Getting into photography?

My 2 cents: any digital camera you get for $200 will be quite crappy, and you'll have no money left over for a tripod or lenses. If you want pictures you can really be pleased with, more than just holiday snaps, you probably need to spend about 500-700 (at the very least) on an oldish DSLR and a nice solid 50mm prime.... And then you've got an already outdated piece of tech, and one lens.

For that reason I reckon on your budget you should seriously look at film. $20 can probably get you an Olympus trip 35 on ebay, which is a fixed lens, super simple, compact piece of kit. It's a great street shooter, and its little zuiko 3.5 is even fast enough for moody night shooting if you load 400 film. Go on flickr.com/groups/olympustrip35/pool/ if you don't believe me. You can use flickr pools to check up on the results people get from a lot of cameras.

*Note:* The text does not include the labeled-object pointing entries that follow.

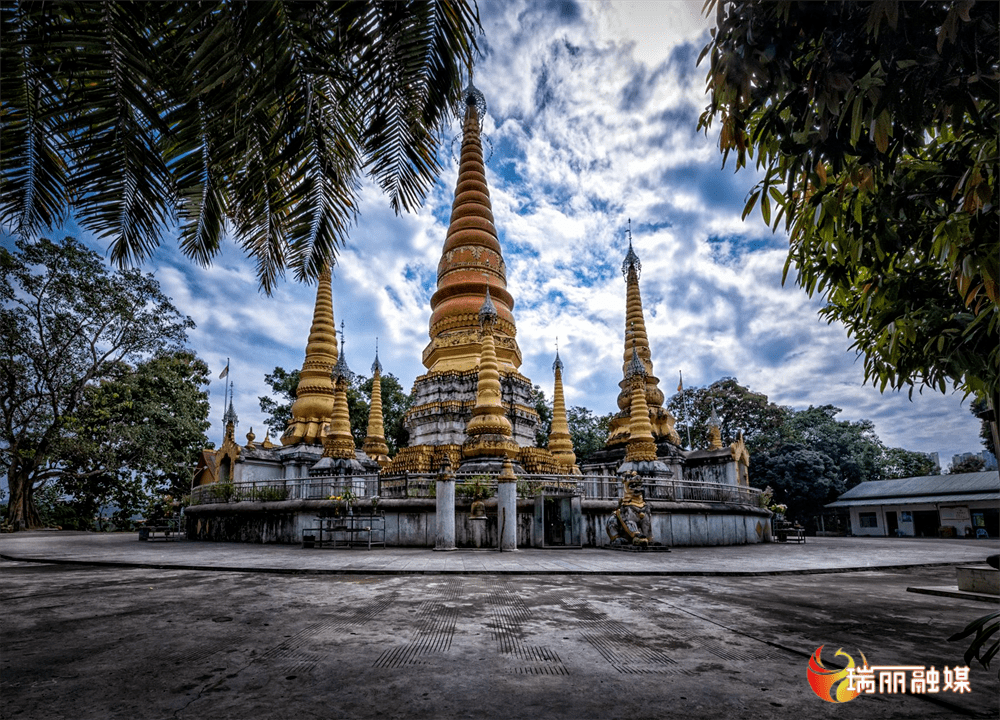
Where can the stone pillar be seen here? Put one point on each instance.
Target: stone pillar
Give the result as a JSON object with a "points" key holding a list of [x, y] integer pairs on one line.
{"points": [[445, 537], [507, 507]]}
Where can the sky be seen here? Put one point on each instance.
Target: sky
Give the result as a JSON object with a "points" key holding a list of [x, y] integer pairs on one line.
{"points": [[592, 116]]}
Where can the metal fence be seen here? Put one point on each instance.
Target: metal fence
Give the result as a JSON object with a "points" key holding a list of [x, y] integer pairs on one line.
{"points": [[595, 487], [361, 486], [609, 487]]}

Alternatively you could get a canon a1 or a Pentax MX or similar SLR if you want to go a bit more "pro"... Might set you back more like $50, but then you'll have an SLR and you can start buying more lenses. Cameras like that when used properly can take excellent photos.

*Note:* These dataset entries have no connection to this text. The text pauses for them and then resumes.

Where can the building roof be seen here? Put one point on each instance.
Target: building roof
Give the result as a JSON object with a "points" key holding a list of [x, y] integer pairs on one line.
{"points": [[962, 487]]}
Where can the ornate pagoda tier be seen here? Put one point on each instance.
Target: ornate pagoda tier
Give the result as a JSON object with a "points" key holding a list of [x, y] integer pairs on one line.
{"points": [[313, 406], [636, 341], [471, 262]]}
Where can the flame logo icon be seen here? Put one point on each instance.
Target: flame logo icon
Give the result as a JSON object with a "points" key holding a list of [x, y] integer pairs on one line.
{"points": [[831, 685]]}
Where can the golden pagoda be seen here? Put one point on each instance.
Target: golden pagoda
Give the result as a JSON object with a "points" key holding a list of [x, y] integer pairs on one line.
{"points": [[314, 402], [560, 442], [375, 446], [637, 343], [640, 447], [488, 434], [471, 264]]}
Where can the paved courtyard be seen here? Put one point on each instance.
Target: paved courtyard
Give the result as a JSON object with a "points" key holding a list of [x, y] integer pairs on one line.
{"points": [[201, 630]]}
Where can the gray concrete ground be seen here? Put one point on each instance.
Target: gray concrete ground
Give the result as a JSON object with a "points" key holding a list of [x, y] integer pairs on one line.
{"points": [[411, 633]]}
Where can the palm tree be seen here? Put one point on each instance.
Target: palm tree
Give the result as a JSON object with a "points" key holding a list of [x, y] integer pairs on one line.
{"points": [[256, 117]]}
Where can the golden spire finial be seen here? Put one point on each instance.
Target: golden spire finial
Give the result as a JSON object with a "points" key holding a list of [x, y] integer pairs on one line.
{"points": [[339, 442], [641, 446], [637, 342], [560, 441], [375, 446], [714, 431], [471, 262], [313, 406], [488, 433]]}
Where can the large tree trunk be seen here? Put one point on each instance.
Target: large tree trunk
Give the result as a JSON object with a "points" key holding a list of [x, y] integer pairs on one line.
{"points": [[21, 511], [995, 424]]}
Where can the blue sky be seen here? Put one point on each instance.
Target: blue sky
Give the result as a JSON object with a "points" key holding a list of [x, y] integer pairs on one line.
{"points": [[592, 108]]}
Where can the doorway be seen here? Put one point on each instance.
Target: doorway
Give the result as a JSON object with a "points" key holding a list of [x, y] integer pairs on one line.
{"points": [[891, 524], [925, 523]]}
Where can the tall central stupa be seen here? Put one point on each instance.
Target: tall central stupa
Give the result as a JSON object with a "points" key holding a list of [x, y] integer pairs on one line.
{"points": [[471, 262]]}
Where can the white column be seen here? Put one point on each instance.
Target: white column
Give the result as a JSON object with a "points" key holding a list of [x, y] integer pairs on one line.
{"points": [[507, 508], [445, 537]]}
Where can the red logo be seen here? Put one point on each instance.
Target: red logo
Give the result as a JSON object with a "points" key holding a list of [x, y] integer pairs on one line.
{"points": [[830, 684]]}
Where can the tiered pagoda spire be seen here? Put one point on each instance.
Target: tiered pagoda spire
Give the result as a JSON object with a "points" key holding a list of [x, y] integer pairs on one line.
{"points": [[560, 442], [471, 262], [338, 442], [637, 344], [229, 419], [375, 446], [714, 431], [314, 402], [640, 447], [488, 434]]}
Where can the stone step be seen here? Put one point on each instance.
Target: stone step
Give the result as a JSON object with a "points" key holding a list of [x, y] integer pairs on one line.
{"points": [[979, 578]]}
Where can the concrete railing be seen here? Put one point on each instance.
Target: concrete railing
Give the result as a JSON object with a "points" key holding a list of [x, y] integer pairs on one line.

I know that there's the cost of film and processing, but you'd have to do a lot of it to get to close what you'd spend on a DSLR of even medium quality. I also know you can't just spray and pray, taking 500 shots in ten minutes on a film camera and choose the ten you like the most and delete the rest, but if I judge your intentions here, you're talking about art photography where you seriously think about each individual shot, not holiday snap style just blasting away. Film forces you to think about each image, and to make sure you get it right.

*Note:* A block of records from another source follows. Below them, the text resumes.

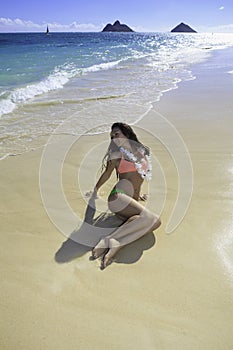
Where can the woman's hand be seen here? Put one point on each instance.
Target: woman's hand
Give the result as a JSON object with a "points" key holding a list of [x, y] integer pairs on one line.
{"points": [[143, 197], [91, 194]]}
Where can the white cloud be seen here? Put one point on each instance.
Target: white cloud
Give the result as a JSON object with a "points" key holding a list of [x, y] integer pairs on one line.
{"points": [[20, 25]]}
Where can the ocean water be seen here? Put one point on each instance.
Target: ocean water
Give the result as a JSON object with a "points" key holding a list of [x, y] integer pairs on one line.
{"points": [[87, 81]]}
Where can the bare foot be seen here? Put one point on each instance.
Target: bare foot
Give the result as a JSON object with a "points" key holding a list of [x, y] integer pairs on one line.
{"points": [[107, 258], [99, 249]]}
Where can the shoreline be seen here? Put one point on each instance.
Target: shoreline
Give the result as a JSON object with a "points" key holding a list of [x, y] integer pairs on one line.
{"points": [[174, 288]]}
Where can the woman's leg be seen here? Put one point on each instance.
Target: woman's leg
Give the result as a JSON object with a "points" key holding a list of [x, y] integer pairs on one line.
{"points": [[140, 221]]}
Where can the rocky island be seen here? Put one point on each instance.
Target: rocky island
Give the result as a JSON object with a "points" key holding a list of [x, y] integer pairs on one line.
{"points": [[117, 27], [183, 28]]}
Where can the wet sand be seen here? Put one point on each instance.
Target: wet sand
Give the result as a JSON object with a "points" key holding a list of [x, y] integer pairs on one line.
{"points": [[165, 291]]}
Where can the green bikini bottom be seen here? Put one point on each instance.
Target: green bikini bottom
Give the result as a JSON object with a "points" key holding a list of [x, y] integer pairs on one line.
{"points": [[117, 190]]}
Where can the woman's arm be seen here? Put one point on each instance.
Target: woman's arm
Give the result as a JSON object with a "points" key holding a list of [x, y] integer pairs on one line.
{"points": [[111, 165]]}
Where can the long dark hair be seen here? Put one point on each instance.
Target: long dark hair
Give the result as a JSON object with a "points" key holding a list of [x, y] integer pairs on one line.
{"points": [[133, 140]]}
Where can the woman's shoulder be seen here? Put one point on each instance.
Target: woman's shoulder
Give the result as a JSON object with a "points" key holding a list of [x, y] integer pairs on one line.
{"points": [[114, 156]]}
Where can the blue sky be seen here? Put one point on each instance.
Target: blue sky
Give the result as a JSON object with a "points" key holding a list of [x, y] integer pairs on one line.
{"points": [[93, 15]]}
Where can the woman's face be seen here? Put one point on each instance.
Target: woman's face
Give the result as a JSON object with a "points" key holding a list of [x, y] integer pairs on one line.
{"points": [[118, 137]]}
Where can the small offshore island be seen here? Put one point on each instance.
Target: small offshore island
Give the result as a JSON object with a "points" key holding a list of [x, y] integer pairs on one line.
{"points": [[117, 27], [183, 28]]}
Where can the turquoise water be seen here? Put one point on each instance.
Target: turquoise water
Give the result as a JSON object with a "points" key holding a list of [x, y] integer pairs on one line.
{"points": [[88, 79]]}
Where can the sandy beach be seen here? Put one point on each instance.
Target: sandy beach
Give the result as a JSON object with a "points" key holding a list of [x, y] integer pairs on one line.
{"points": [[165, 291]]}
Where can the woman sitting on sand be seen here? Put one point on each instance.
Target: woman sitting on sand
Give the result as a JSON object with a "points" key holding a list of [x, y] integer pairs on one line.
{"points": [[131, 161]]}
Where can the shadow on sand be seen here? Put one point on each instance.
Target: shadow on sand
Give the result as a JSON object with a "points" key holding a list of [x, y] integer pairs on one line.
{"points": [[87, 236]]}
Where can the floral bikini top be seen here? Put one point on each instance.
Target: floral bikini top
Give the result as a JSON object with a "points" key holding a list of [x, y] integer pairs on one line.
{"points": [[142, 166], [125, 166]]}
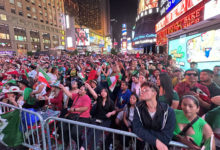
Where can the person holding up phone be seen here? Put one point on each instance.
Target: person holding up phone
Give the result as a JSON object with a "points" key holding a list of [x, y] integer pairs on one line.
{"points": [[190, 129]]}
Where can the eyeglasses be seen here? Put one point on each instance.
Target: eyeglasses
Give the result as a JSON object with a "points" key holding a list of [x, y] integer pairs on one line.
{"points": [[194, 74]]}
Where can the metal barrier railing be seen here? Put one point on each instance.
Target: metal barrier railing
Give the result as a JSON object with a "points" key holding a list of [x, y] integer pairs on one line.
{"points": [[32, 126], [86, 134], [66, 132], [59, 131]]}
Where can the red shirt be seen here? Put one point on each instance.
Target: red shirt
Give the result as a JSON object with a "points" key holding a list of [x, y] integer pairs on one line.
{"points": [[58, 101], [183, 87], [82, 101]]}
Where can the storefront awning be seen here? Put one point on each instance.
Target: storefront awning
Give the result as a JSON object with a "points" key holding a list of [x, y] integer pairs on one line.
{"points": [[196, 28]]}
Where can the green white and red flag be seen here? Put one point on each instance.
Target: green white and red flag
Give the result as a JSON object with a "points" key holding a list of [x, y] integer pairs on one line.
{"points": [[43, 77]]}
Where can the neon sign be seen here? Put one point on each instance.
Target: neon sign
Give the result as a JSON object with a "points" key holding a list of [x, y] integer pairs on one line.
{"points": [[191, 18], [167, 5], [176, 12]]}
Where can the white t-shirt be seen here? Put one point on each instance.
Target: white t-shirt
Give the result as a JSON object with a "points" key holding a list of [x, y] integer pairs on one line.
{"points": [[32, 74], [53, 78], [135, 87]]}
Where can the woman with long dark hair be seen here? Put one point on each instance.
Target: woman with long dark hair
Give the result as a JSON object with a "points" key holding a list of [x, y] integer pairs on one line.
{"points": [[101, 113], [167, 94]]}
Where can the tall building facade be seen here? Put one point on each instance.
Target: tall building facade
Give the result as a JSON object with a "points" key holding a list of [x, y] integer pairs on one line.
{"points": [[31, 25], [91, 17], [94, 14]]}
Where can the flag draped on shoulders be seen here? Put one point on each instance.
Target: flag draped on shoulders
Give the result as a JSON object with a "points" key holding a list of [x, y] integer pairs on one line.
{"points": [[112, 81], [29, 100], [92, 75], [43, 77], [82, 76], [213, 118], [10, 131]]}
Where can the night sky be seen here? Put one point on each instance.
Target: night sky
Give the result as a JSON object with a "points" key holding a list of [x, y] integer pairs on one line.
{"points": [[124, 11]]}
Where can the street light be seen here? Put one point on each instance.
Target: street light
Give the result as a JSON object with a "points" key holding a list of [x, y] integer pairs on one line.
{"points": [[113, 39]]}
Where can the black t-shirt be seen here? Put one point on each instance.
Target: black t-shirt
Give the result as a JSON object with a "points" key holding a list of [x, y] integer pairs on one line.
{"points": [[99, 111], [214, 89]]}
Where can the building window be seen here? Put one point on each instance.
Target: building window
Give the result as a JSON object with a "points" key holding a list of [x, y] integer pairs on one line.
{"points": [[33, 2], [35, 17], [12, 1], [33, 10], [28, 8], [4, 36], [19, 4], [20, 38], [20, 13], [29, 15], [3, 17], [13, 11]]}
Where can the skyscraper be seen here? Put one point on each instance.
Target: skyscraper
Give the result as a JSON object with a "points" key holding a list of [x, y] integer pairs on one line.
{"points": [[31, 25]]}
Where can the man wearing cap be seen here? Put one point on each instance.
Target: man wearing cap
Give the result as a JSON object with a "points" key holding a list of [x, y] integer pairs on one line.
{"points": [[93, 84], [24, 86], [153, 121], [200, 91], [32, 73], [13, 96], [135, 86], [206, 79]]}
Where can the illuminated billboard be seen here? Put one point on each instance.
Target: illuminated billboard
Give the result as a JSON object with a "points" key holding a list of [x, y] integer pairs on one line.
{"points": [[147, 4], [82, 37], [212, 8], [176, 12], [167, 5], [202, 48]]}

Furthermore, shooting film teaches you the principles of photography from the ground up, and that knowledge will make DSLRs with their myriad buttons and options and specs make a lot more sense should you go there later. Old lenses can also be easily used on newer cameras using simple adapter rings. Fwiw Pentax have used the same mount format since the seventies so you don't even need an adaptor.

Anyway, if you're dead set on digital, I guess there's some cybershot/coolpix enthusiast stuff that would create OK images but to be honest I have very little knowledge of that stuff. Maybe some people on here disagree.

Tldr: Olympus trip35 : $20 5x 4packs of fuji superia 35mm from Amazon: $55 Processing, depends where you live but let's say $5 a roll, x20= $100

So that's $175 for a camera and over 700 shots inc film and processing. If you wanna pay a bit more you can get an SLR like I said above, and dip into the world of interchangeable lenses, but honestly there's no rush. You can find alternatives to the trip easily by googling "budget 35mm rangefinder" and having a click around. Canonet, yashica electro, Minolta himatic, etc etc.